Kirkwood High School student newspaper

Tess Hubbard

I did my best to live up to the expectations and stay on the yellow brick road, but yellow isn’t really my color.

Morgan Hooker

Undecided

Ecology

Yes, My dad is Mr. Hooker. The 7th grade science teacher. The one who was obsessed with Vocabulary.com and gave “hard” tests. The ecology nut who donned the astronaut bee-keeper suit and got stung so many times he became unrecognizable. 

Being a teacher’s kid has its perks. North Kirkwood Middle School was my playground. I rode wheely chairs around the halls and used my outside voice inside. I had free access to dad’s candy drawer and the back closet (fair warning, more often than not there are dead frogs in the fridge). The courtyards were my kingdom, the chickens my children and the bees my frenemies.

But the weird thing about it all is that most people knew who I was before I did.

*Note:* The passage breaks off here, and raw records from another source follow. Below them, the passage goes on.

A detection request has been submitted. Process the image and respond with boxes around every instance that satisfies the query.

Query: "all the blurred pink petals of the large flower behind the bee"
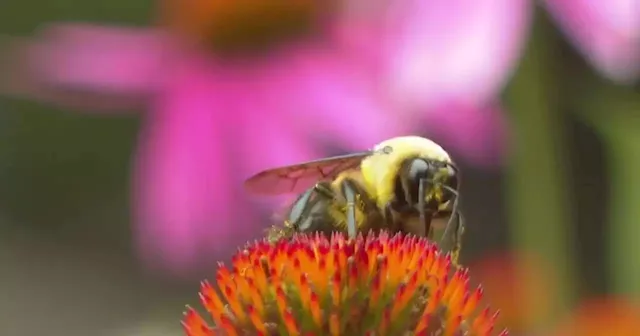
[2,0,529,270]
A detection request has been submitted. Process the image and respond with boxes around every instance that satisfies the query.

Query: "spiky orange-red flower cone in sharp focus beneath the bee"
[183,233,507,336]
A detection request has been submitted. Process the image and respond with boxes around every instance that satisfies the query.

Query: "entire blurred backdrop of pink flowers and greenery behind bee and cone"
[0,0,640,336]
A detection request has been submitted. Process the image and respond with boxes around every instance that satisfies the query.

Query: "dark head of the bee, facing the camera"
[394,157,458,213]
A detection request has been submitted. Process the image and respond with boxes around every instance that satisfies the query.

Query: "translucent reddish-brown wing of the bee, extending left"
[244,151,375,195]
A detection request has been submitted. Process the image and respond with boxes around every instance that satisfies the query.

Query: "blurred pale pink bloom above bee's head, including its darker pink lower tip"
[344,0,533,166]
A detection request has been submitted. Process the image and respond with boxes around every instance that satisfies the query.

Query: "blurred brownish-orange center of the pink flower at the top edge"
[164,0,331,54]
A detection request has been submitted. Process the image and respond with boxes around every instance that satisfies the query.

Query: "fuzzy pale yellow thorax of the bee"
[360,136,451,208]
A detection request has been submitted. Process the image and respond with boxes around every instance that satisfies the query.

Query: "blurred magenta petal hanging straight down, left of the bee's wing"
[134,56,231,271]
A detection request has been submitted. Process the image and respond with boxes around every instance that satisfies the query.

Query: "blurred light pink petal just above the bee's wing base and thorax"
[277,50,404,150]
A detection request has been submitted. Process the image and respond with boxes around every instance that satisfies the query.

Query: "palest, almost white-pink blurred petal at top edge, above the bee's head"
[383,0,532,106]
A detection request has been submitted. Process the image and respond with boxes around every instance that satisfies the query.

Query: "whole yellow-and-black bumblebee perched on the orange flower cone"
[245,136,464,263]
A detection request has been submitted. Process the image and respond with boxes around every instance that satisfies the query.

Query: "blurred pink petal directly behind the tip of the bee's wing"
[216,68,323,211]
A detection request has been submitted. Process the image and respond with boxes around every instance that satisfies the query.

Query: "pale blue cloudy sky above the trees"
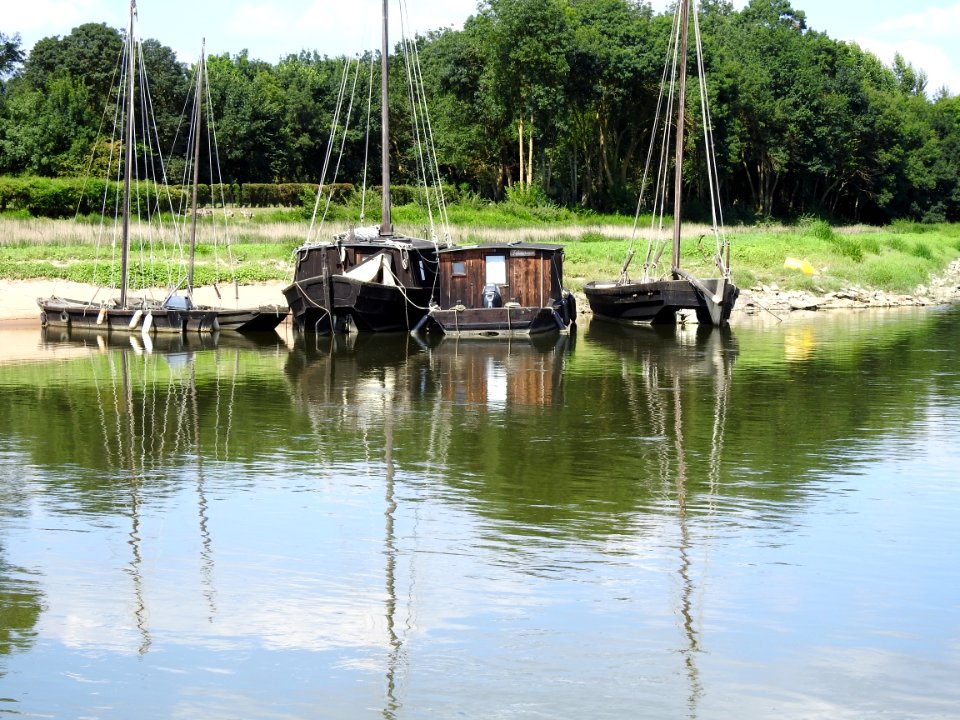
[0,0,960,95]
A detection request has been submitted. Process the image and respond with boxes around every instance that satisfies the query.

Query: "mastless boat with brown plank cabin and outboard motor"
[416,242,577,337]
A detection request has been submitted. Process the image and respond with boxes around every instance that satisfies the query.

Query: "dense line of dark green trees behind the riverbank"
[0,0,960,222]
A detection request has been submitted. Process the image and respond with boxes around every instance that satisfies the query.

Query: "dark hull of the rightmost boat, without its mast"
[583,278,740,327]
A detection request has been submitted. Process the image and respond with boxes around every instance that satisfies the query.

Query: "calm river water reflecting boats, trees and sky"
[0,309,960,719]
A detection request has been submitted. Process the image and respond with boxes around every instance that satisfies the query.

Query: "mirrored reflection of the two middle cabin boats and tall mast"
[285,333,573,717]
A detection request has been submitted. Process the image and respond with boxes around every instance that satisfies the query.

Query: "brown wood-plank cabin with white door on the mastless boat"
[437,243,563,308]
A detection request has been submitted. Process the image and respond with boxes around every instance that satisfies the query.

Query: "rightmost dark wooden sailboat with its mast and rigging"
[583,0,740,327]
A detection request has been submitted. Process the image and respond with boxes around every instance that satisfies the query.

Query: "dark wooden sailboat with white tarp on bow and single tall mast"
[283,0,438,333]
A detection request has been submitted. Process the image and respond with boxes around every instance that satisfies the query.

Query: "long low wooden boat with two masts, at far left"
[37,0,288,334]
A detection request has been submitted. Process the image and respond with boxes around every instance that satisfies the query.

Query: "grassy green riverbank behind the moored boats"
[0,206,960,293]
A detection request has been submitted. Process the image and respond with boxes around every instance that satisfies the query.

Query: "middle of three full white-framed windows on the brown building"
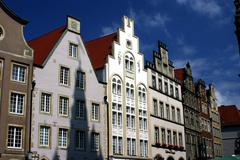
[10,92,25,115]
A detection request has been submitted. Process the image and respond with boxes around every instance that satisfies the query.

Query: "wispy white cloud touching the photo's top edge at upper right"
[176,0,222,18]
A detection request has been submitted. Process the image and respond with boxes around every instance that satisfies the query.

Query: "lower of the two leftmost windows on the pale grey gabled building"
[39,126,50,147]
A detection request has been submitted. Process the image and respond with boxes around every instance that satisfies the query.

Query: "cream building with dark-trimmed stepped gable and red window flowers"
[146,42,186,160]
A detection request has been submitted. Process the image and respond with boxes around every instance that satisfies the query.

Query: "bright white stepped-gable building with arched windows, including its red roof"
[86,16,150,160]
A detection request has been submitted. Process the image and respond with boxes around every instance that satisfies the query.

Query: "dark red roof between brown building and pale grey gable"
[28,26,66,66]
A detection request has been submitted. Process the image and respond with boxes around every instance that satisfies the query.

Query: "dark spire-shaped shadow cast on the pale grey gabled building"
[64,36,104,160]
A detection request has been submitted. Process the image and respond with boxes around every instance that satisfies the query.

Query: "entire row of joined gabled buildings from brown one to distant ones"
[0,1,222,160]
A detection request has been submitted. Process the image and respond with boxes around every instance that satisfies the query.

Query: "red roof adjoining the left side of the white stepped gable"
[85,32,117,69]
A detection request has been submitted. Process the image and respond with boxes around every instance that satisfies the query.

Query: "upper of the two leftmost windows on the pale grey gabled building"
[41,93,52,113]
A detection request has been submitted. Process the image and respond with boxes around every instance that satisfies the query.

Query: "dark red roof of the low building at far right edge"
[218,105,240,127]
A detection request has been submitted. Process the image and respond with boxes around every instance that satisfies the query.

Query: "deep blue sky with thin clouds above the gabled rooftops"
[5,0,240,107]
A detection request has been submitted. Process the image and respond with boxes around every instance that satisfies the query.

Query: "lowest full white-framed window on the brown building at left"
[7,126,23,149]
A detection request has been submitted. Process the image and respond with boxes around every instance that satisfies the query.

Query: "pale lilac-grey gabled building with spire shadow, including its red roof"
[29,17,106,160]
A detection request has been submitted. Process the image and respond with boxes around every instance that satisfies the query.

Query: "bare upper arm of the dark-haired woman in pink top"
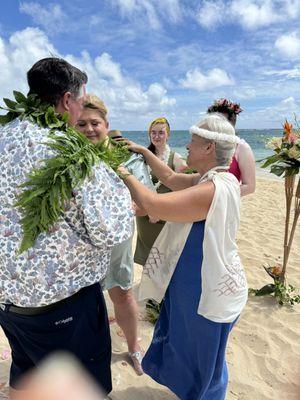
[236,143,255,196]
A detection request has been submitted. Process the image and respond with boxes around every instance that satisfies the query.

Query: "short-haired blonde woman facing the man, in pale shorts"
[76,94,143,375]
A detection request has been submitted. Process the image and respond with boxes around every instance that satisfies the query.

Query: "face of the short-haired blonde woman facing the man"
[76,108,108,144]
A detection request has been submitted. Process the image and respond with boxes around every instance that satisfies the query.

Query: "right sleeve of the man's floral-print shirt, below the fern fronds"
[80,163,133,247]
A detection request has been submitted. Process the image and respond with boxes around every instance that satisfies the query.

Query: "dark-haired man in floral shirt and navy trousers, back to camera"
[0,58,132,393]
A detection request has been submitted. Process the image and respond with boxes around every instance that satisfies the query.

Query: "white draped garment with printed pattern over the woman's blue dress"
[139,170,248,323]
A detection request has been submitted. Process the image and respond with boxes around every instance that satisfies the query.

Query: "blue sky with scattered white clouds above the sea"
[0,0,300,130]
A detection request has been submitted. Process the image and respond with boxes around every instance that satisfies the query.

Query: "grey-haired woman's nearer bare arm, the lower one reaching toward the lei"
[120,174,215,222]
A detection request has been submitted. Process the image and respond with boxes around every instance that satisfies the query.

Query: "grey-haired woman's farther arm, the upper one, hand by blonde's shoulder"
[126,140,200,190]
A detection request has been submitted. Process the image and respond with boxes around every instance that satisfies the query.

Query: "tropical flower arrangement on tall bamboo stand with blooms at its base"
[250,120,300,305]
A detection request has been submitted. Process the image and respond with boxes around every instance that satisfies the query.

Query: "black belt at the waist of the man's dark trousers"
[0,286,91,315]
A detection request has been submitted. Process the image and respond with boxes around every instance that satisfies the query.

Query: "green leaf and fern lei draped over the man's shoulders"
[0,91,130,254]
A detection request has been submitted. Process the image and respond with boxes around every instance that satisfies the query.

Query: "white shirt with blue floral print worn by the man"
[0,120,133,307]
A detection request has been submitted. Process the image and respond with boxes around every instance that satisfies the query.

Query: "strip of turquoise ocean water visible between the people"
[123,129,282,166]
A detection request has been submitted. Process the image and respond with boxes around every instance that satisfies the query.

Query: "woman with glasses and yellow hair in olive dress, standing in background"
[134,117,187,265]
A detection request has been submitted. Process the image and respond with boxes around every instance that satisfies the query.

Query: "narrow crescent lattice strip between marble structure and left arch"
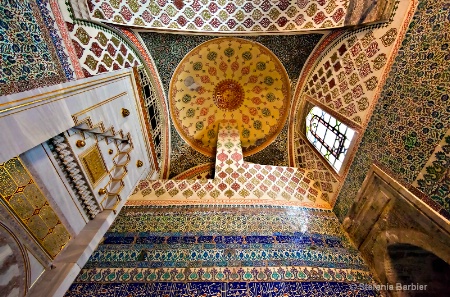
[139,67,163,166]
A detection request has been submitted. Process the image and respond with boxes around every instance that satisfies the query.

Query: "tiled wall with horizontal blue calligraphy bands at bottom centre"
[65,206,377,297]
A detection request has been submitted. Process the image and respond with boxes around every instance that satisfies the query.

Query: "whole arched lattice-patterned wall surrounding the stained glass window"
[289,0,417,205]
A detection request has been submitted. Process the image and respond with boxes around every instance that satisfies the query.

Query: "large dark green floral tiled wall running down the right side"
[335,0,450,219]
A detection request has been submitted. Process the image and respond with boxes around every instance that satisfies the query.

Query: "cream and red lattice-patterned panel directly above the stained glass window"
[301,0,409,126]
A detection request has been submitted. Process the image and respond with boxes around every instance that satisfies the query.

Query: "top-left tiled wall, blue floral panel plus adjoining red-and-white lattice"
[0,0,142,89]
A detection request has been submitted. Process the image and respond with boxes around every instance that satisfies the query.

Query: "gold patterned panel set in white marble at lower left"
[0,158,70,258]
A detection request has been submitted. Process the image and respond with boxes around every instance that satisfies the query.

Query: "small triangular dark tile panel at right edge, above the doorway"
[412,129,450,215]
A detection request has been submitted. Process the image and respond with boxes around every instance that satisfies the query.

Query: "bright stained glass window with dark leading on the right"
[306,106,355,172]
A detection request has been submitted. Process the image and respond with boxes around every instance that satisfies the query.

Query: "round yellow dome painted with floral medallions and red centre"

You know when you go to a family gathering and relatives you’ve never seen before know everything about you? Well that’s my life every day because my dad knows everyone on Earth. From the moment I walked through the door, my path was pretty much already decided. Teachers either held me when I was a baby or knew my dad and sisters (while some never made the connection because Hooker is such a common last name, bless their hearts). I did my best to live up to the expectations and stay on the yellow brick road, but yellow isn’t really my color. I’ve always been very aware of the shadow I live under and it’s been nice and shady, but finding my way out is a little hard in the dark. 

As you read above I’ll be studying ecology (you’ll never guess where that came from), but all of this makes me worry. Is my life already set? I mean both nature and nurture aren’t really on my side here. I don’t know if being a teacher’s kid made me a carbon copy of my family, but I do know one thing. I will never be a teacher.